Nika Mustar, Slovenia:
The national qualification database comprises three types of qualifications: formal qualifications, vocational qualifications, and supplementary qualifications (market qualifications). These qualifications are included in the register after undergoing an accreditation procedure, as defined by relevant legislation. Data for different types of qualifications is gathered from various providers, such as the National Agency for Higher Education, the Ministry for Education, and the Institute for Vocational Education.

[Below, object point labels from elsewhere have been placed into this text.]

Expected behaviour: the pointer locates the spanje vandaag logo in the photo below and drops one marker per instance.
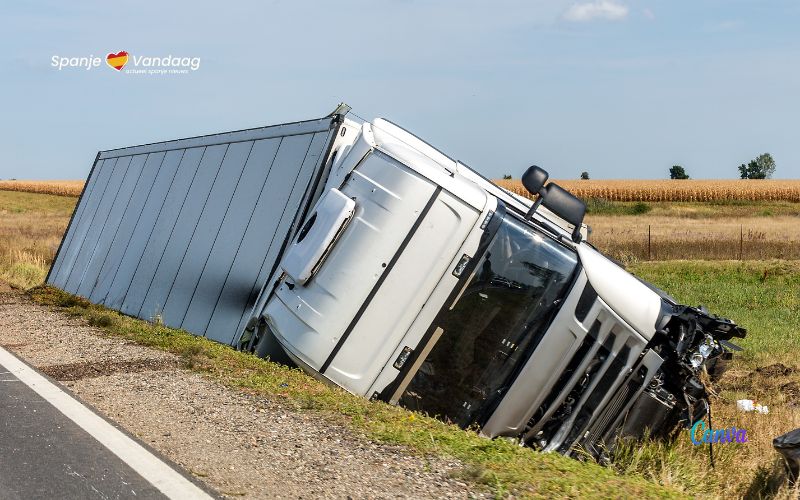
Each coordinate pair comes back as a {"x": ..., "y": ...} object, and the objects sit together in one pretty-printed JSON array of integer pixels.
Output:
[
  {"x": 700, "y": 435},
  {"x": 124, "y": 62},
  {"x": 118, "y": 60}
]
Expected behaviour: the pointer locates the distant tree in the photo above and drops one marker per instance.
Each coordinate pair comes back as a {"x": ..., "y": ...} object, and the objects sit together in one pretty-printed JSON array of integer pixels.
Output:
[
  {"x": 678, "y": 172},
  {"x": 761, "y": 168}
]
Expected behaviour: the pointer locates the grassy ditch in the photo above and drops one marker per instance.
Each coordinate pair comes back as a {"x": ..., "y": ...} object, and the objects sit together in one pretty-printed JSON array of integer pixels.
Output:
[{"x": 500, "y": 465}]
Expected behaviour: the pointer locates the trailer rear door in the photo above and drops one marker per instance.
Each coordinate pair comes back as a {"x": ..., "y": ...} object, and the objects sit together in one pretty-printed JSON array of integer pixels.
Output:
[{"x": 189, "y": 231}]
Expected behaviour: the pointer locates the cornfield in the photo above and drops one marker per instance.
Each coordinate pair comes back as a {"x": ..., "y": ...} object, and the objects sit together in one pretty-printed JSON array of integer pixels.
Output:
[
  {"x": 61, "y": 188},
  {"x": 675, "y": 190}
]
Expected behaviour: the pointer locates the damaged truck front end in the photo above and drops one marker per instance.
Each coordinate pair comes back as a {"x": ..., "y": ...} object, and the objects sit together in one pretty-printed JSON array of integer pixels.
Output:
[{"x": 417, "y": 282}]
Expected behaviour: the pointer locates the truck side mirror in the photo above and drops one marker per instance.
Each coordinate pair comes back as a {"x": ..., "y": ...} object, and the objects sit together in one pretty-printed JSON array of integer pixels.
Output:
[
  {"x": 533, "y": 179},
  {"x": 567, "y": 206}
]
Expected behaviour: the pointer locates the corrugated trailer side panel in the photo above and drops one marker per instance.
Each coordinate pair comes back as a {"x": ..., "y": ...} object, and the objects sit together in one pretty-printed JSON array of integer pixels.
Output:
[{"x": 189, "y": 231}]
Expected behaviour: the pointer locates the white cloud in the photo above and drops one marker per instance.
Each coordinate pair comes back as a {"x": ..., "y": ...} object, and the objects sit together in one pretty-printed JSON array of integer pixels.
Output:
[{"x": 607, "y": 10}]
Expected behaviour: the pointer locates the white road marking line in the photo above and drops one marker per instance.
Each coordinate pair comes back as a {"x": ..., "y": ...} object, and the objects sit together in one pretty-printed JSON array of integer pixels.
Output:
[{"x": 159, "y": 474}]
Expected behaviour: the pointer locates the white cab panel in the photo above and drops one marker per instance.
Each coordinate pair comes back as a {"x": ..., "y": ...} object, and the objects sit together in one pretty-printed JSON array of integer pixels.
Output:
[
  {"x": 421, "y": 266},
  {"x": 639, "y": 306},
  {"x": 309, "y": 320},
  {"x": 319, "y": 232}
]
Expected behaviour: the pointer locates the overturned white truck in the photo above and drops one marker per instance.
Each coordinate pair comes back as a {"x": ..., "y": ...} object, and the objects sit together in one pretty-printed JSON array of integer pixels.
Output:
[{"x": 403, "y": 275}]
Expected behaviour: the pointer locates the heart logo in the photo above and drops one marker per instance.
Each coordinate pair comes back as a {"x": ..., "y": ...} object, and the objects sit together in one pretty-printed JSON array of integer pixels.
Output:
[{"x": 118, "y": 60}]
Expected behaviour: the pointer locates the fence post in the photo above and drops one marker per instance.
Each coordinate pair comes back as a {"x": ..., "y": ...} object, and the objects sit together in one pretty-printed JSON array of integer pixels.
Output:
[{"x": 741, "y": 241}]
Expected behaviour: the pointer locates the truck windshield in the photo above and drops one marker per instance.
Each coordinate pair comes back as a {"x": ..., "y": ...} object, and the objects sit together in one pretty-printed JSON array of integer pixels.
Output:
[{"x": 495, "y": 325}]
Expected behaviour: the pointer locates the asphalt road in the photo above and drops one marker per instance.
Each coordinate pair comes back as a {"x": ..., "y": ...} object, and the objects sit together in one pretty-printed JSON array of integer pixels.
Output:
[{"x": 44, "y": 453}]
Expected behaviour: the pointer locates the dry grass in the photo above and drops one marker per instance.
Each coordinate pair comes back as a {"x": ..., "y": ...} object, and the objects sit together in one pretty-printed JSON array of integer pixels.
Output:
[
  {"x": 60, "y": 188},
  {"x": 31, "y": 227},
  {"x": 676, "y": 190}
]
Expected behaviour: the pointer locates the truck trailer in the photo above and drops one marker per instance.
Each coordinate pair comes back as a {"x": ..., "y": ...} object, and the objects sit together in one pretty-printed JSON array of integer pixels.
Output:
[{"x": 400, "y": 274}]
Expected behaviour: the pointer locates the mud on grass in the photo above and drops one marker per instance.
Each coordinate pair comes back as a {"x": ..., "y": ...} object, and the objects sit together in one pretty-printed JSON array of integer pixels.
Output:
[{"x": 502, "y": 466}]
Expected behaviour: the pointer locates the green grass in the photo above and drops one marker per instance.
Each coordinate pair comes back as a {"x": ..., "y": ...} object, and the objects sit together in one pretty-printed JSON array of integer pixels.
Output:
[
  {"x": 762, "y": 296},
  {"x": 500, "y": 465}
]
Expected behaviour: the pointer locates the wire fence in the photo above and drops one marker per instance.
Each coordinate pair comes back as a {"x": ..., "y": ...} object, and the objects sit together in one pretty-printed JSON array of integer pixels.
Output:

In terms of the register's usefulness and significance for different target groups, it goes beyond being a mere technical tool and provides added value with focus on four key target groups: individuals, including learners, students, and job seekers, can utilise the register to obtain a reliable and comprehensive overview of our qualification system, helping them find the most suitable educational path, career counsellors who disseminate information, and the register can serve as an essential career guidance tool by providing comprehensive information on qualifications and career development opportunities, employers who can access information on the competencies their employees acquire through obtaining specific qualifications, educational providers who benefit from the register as it serves as a platform to showcase their educational programs.
Lina Vaitkute, Lithuania:
In Lithuania, there are two types of qualifications: those defined in qualification standards and higher education qualifications, such as bachelor's and master's degrees. The National Register of Qualifications in Lithuania includes both types. The register is managed by The National Education Agency which collects data from various sources. The Qualifications and Development Center is responsible for qualification standards, while higher education institutions or the Agency for Higher Education quality handle higher education qualifications. To register qualifications, the relevant information is presented to the National Education Agency, which includes it in the register according to the established procedures. The digital register provides easy access to information about training programs and institutions that award qualifications. While the National Education Agency is responsible for managing and providing IT support for the register, the Qualifications and Development Center takes on content-related responsibility for vocational qualifications and qualification standards. Higher education institutions, on the other hand, are responsible for the content of higher education programs and qualifications included in the register. There are challenges regarding the quality of descriptions for higher education qualifications that need to be addressed.
Please note that the summaries provided in this document are unofficial and have not been authorised by the respective panellists/speakers.